En général, aucun architecte en particulier n'est mis en avant. Il convient de considérer la Menara comme une architecture dynastique façonnée par des mécènes royaux et des ingénieurs, à la fois dans le cadre des fondations almohades et lors des travaux de reconstruction alaouites ultérieurs.

Qui l'a construit ?

Le pavillon actuel est généralement associé au mécénat royal alaouite, en particulier aux réalisations du XIXe siècle qui ont donné à la Ménara sa silhouette actuelle. Cette décision revêtait à la fois un caractère pratique et symbolique : elle transformait un réservoir fonctionnel en un lieu dédié à la présence royale, à la contemplation du paysage et à une mise en scène maîtrisée au-delà des murs de la ville.

À partir de quoi Menara se distingue-t-il des autres jardins de Marrakech ?

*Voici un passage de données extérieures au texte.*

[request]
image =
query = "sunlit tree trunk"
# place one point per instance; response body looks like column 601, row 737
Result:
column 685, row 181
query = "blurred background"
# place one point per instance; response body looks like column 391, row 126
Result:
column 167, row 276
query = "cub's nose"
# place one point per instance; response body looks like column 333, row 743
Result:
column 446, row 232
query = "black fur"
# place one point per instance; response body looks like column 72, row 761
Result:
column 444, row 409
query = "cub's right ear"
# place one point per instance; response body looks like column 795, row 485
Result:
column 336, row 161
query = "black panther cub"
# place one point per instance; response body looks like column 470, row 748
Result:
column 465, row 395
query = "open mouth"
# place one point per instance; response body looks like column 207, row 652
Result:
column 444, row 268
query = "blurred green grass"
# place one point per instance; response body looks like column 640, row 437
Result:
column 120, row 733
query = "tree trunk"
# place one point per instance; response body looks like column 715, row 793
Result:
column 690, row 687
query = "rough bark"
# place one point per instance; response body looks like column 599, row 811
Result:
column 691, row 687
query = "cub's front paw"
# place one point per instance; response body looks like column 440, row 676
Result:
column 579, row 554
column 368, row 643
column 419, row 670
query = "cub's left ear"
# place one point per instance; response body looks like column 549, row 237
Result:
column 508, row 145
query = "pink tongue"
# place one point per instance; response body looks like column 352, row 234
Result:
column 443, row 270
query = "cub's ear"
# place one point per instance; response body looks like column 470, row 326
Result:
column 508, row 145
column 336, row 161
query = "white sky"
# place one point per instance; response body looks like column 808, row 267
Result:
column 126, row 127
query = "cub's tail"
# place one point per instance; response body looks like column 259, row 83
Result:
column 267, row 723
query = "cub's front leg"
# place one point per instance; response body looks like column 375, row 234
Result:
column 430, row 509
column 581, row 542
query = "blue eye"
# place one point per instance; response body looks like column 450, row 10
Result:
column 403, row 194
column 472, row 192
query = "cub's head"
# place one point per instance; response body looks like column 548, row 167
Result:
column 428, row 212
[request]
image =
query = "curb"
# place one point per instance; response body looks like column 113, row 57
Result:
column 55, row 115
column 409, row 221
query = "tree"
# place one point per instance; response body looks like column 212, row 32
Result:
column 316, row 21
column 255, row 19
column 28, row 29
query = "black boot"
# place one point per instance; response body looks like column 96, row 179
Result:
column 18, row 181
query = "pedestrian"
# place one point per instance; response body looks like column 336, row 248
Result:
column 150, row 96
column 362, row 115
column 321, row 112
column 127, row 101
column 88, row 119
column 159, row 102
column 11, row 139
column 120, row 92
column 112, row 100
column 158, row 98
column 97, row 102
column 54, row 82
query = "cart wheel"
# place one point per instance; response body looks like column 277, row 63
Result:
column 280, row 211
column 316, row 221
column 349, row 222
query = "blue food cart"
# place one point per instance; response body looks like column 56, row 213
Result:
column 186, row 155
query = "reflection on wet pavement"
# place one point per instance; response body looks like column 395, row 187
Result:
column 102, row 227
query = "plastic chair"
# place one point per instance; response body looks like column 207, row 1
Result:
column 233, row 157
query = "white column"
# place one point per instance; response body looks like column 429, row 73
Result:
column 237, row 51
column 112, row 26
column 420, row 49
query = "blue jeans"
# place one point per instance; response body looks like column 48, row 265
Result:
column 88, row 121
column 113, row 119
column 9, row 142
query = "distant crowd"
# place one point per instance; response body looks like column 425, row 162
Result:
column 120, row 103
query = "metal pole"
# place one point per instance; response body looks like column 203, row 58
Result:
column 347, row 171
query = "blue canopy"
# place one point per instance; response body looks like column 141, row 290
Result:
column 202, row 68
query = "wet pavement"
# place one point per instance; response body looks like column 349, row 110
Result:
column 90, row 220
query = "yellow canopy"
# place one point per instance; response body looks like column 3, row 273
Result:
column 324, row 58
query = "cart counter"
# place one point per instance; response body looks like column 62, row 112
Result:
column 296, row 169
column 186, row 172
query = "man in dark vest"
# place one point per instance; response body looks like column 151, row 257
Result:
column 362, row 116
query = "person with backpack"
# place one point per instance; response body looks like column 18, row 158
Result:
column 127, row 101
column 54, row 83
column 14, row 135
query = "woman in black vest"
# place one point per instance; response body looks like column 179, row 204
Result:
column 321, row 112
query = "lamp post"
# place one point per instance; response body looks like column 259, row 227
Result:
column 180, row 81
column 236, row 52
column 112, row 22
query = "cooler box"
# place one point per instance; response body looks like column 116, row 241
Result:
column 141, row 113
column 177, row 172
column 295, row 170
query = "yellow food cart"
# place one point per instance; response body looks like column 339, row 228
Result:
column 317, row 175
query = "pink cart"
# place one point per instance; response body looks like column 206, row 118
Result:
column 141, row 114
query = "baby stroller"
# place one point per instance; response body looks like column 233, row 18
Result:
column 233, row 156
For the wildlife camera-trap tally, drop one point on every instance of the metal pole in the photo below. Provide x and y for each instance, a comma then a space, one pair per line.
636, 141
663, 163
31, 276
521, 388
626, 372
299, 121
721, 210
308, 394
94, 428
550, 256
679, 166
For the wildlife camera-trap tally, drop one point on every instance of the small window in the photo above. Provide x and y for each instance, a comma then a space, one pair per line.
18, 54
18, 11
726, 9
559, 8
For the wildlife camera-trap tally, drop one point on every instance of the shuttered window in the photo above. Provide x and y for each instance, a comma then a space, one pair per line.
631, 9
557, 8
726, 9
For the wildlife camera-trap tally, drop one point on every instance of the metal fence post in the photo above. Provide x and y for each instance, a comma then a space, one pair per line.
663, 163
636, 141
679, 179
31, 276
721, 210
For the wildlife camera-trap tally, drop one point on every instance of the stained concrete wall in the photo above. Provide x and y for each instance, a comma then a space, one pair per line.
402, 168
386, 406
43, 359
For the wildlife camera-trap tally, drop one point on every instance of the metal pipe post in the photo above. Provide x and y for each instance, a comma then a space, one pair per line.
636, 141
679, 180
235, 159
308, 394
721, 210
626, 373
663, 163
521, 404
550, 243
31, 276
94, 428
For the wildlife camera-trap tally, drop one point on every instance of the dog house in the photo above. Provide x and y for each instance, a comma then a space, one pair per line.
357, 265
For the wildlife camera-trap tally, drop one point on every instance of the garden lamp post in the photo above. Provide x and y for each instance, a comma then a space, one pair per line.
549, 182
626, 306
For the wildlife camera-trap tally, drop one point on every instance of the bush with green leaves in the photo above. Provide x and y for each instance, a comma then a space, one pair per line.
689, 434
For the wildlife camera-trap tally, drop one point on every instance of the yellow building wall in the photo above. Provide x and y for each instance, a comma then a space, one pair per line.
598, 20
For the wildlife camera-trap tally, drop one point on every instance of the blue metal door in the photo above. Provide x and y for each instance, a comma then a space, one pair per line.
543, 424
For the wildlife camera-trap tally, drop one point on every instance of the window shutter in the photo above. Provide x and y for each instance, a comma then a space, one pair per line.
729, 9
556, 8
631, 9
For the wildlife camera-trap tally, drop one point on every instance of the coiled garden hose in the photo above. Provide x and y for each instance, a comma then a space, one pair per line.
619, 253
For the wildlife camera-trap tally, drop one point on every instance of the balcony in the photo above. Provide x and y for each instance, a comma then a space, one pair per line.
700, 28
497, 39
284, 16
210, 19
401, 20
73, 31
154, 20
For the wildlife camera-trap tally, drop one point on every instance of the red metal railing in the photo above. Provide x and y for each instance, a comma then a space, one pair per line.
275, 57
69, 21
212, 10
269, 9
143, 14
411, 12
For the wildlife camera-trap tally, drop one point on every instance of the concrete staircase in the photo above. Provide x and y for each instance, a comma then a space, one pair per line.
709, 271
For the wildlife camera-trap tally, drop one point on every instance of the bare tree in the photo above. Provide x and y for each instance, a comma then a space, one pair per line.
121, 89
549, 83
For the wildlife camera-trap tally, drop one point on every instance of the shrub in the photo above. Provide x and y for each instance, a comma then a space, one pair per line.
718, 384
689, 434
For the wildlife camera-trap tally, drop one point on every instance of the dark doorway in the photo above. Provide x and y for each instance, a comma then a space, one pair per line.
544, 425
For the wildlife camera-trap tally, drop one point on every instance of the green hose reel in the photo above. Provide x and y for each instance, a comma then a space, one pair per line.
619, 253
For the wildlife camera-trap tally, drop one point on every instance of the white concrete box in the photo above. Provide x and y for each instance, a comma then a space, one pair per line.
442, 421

La Menara se distingue à partir du Jardin Majorelle, du Palais de la Bahia ou des sites historiques les plus fréquentés de la ville. C'est un espace plus vaste, plus dépouillé et moins soigneusement aménagé : on y vient pour l'horizon, le reflet et le sentiment d'espace, plutôt que pour les détails décoratifs. Si Majorelle séduit par la finesse de son regard et ses couleurs, Menara séduit par son horaire et son atmosphère. Si les palais donnent une impression d'intériorité et de faste, Menara, quant à elle, semble tournée vers l'extérieur, grâce notamment à ses points de vue sur l'eau, les terres agricoles et les montagnes. Cela rend cet endroit particulièrement attrayant vers la fin d'un voyage, lorsque l'on recherche davantage d'espace qu'une simple succession de chambres.

Foire aux questions sur le pavillon Menara

Oui, si vous optez pour le calme, les vues et le cadre plutôt que les intérieurs somptueux. Menara est idéale pour une petite halte panoramique ou un détour au coucher du soleil, surtout si vous souhaitez vous éloigner un instant de la foule et du bruit de la médina.